Some idioms about communication you probably know already.
Keep in touch? Get the message? Those are fairly common idioms that you’ve probably heard before.
But what about butter someone up or get a word in edgewise? These are less common and may be new to you.
Here are 40+ idiomatic expressions for talking about communication. How many do you know?
When you’re finished reading the article, try the practice exercise.
Interested in learning idioms? If so, check out the idioms and phrasal verb section of the site.
to be like talking to a brick wall
If talking to someone is like talking to a brick wall, it means the person is not listening to anything you are saying.
“I tried to get my son to tell me about his new girlfriend, but it was like talking to a brick wall.”
“You never listen to me when you’re watching football. It’s like talking to a brick wall!”
to beat a dead horse
If you beat a dead horse, it means you (a) continue to talk about something that has already been discussed or decided on, or (b) waste your time on something that is never going to happen. Another (less common) variation of the idiom is flogging a dead horse.
“I think the prosecution has more than enough evidence for a conviction already. Calling more witnesses to the stand is just beating a dead horse.” (the first definition)
“The police know the suspect won’t talk. Interrogating him would just be beating a dead horse.” (the second definition)
to beat around the bush
If you beat around the bush, you avoid or delay talking about a subject directly.

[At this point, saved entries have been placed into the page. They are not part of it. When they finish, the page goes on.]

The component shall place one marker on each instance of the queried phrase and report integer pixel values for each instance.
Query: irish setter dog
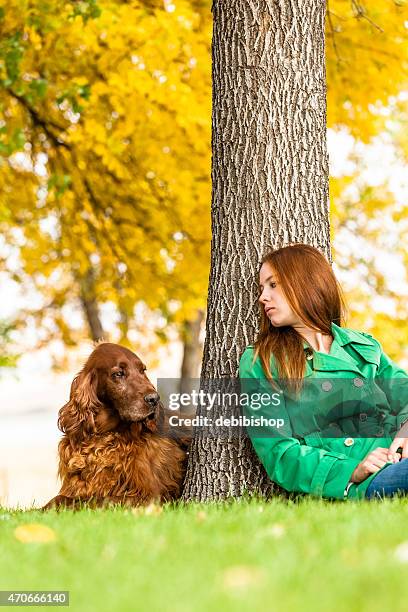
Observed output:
(116, 445)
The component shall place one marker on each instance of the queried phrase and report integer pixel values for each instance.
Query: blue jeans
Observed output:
(392, 480)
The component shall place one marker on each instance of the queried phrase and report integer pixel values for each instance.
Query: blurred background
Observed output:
(105, 195)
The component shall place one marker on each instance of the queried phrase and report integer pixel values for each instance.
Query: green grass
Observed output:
(243, 555)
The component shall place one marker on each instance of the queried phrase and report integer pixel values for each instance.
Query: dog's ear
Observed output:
(76, 418)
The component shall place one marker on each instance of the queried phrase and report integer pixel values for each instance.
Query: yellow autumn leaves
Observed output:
(34, 532)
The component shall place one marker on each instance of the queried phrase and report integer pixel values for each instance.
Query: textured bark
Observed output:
(90, 307)
(192, 351)
(270, 189)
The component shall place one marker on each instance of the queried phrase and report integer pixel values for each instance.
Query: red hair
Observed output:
(314, 294)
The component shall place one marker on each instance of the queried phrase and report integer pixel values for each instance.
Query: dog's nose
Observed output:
(152, 399)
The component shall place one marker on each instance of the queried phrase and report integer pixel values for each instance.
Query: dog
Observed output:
(117, 446)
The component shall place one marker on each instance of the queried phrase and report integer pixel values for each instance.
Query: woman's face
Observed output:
(273, 300)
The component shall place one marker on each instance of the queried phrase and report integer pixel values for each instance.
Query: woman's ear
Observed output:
(76, 418)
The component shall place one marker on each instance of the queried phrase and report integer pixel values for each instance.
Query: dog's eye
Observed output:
(119, 374)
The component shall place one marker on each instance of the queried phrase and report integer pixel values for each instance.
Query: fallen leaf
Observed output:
(34, 532)
(201, 516)
(277, 530)
(401, 552)
(242, 577)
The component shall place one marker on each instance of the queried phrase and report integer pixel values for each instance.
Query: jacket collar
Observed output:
(344, 359)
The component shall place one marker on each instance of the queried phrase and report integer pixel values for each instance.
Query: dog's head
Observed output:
(112, 388)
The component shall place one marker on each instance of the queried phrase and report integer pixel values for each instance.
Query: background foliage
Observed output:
(105, 116)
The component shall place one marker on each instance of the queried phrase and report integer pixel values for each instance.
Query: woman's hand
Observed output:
(373, 462)
(400, 440)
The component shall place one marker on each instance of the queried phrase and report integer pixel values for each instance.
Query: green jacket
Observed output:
(354, 400)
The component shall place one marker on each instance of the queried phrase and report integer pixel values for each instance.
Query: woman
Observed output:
(344, 401)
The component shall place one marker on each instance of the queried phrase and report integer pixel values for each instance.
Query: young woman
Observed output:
(344, 402)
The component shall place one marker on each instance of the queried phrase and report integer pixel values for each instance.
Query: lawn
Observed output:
(240, 555)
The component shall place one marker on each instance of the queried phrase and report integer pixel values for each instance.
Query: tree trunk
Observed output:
(270, 189)
(192, 351)
(90, 307)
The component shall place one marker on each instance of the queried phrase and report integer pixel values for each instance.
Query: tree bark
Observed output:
(270, 189)
(192, 351)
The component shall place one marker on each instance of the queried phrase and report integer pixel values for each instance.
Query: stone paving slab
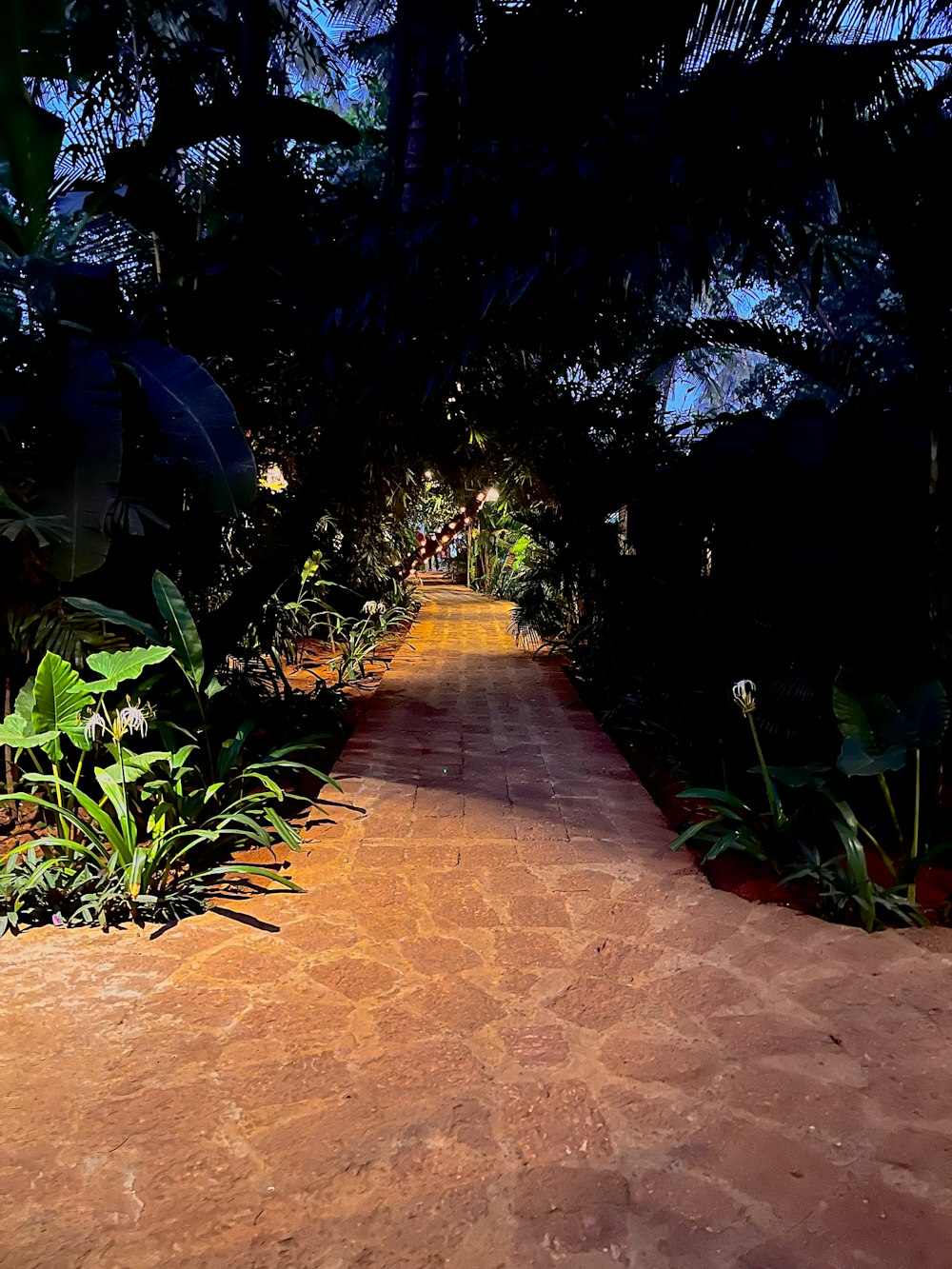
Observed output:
(506, 1028)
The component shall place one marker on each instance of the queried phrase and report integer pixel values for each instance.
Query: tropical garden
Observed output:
(653, 338)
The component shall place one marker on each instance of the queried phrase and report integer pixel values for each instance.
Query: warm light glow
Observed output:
(273, 479)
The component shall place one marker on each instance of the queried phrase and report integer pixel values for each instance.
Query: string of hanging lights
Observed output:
(429, 545)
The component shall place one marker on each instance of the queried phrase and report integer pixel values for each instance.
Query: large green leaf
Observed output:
(198, 423)
(927, 711)
(114, 617)
(23, 705)
(18, 732)
(871, 719)
(89, 462)
(855, 759)
(60, 701)
(183, 632)
(118, 667)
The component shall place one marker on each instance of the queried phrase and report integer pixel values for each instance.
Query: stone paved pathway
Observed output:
(506, 1028)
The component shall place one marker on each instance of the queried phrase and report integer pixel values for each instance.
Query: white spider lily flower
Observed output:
(744, 696)
(132, 719)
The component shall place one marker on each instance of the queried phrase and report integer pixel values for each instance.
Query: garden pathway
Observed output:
(505, 1028)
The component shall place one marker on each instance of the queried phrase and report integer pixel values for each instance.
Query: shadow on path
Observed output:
(505, 1028)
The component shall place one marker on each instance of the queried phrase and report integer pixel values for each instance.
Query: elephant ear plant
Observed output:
(779, 837)
(885, 734)
(144, 833)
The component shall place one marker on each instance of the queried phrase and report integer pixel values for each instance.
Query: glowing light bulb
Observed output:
(273, 479)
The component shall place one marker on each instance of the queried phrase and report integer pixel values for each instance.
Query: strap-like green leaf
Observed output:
(183, 632)
(114, 617)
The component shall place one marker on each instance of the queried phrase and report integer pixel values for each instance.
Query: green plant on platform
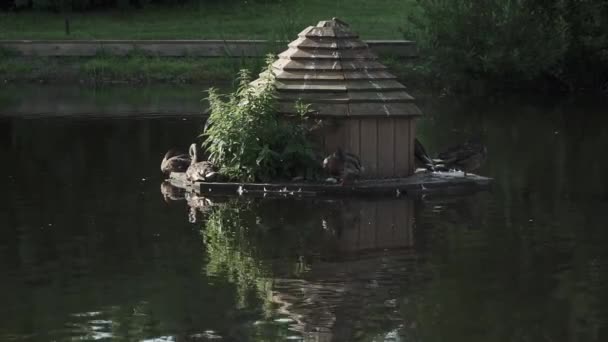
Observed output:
(247, 138)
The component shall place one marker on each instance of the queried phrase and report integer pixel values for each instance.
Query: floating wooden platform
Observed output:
(420, 183)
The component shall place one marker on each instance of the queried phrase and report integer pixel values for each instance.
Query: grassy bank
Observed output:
(382, 19)
(130, 69)
(139, 69)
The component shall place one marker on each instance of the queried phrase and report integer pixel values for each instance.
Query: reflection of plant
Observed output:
(232, 254)
(246, 137)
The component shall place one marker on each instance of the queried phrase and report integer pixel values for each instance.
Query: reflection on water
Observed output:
(90, 249)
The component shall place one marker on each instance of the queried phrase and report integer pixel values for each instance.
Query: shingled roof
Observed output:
(329, 67)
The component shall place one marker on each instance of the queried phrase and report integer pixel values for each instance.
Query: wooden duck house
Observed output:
(369, 112)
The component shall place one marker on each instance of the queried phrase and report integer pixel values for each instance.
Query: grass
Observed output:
(381, 19)
(139, 69)
(133, 69)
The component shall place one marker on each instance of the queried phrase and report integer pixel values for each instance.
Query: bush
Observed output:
(248, 140)
(491, 40)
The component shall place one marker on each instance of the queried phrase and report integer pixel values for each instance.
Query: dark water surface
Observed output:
(89, 250)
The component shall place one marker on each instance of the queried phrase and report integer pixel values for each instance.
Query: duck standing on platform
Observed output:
(343, 165)
(466, 157)
(203, 171)
(174, 162)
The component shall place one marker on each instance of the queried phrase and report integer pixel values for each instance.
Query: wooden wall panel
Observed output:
(402, 138)
(369, 147)
(386, 148)
(385, 145)
(412, 159)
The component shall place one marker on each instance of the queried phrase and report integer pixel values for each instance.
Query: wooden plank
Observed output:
(386, 148)
(369, 147)
(337, 136)
(411, 157)
(402, 141)
(355, 136)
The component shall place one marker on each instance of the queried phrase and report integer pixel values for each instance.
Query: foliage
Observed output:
(248, 140)
(586, 63)
(494, 40)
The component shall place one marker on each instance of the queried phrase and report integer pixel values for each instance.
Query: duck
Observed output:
(343, 165)
(174, 162)
(466, 157)
(203, 171)
(423, 160)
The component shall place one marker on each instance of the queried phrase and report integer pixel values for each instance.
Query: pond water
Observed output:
(90, 250)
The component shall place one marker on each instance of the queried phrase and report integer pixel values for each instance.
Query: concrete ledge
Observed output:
(180, 48)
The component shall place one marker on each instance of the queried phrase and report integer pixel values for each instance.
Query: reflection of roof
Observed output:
(337, 300)
(329, 67)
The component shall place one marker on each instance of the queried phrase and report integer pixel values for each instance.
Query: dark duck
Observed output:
(174, 162)
(466, 157)
(202, 171)
(344, 166)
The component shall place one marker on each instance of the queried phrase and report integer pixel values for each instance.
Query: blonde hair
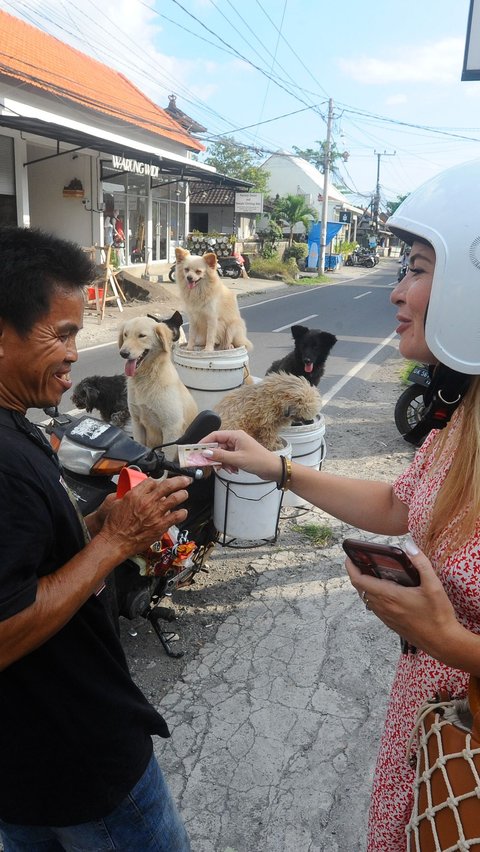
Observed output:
(459, 496)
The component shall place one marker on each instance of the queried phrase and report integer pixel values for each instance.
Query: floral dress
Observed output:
(418, 676)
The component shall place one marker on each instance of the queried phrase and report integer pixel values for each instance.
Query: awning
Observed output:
(168, 163)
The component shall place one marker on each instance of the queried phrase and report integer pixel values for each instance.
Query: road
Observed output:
(358, 312)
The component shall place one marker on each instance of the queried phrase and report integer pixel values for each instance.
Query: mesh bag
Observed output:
(446, 809)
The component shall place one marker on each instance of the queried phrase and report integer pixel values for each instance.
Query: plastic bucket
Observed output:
(308, 448)
(210, 375)
(246, 508)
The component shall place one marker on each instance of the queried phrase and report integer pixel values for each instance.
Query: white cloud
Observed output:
(393, 100)
(436, 62)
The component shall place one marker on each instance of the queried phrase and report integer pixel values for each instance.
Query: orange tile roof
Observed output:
(43, 62)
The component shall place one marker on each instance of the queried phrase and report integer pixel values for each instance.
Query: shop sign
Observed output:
(248, 202)
(124, 165)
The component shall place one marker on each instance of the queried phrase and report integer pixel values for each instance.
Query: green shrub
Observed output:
(273, 268)
(298, 251)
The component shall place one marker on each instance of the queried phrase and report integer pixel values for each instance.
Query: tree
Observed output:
(316, 156)
(234, 160)
(391, 206)
(291, 209)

“Stop beating around the bush and answer my question.”
“My boss gives direct criticism. She doesn’t beat around the bush at all.”
beside the point
If something is beside the point, it means it is irrelevant or off topic.
“What you think about the new product line is beside the point. What matters is that our customers like it.”
“The fact that you got a good grade in the class is beside the point. You cheated, and that’s not acceptable.”
to bite one’s tongue
If you bite your tongue, you stop yourself from saying something that will likely get you in trouble.
“It’s usually best to bite your tongue instead of getting into political conversations at work.”
“I had to bite my tongue to keep my sarcastic comment from coming out.”
to bring someone up to speed
If you bring someone up to speed, you provide someone with the latest information on a certain subject.
“After my week off, I met with my boss so she could bring me up to speed.”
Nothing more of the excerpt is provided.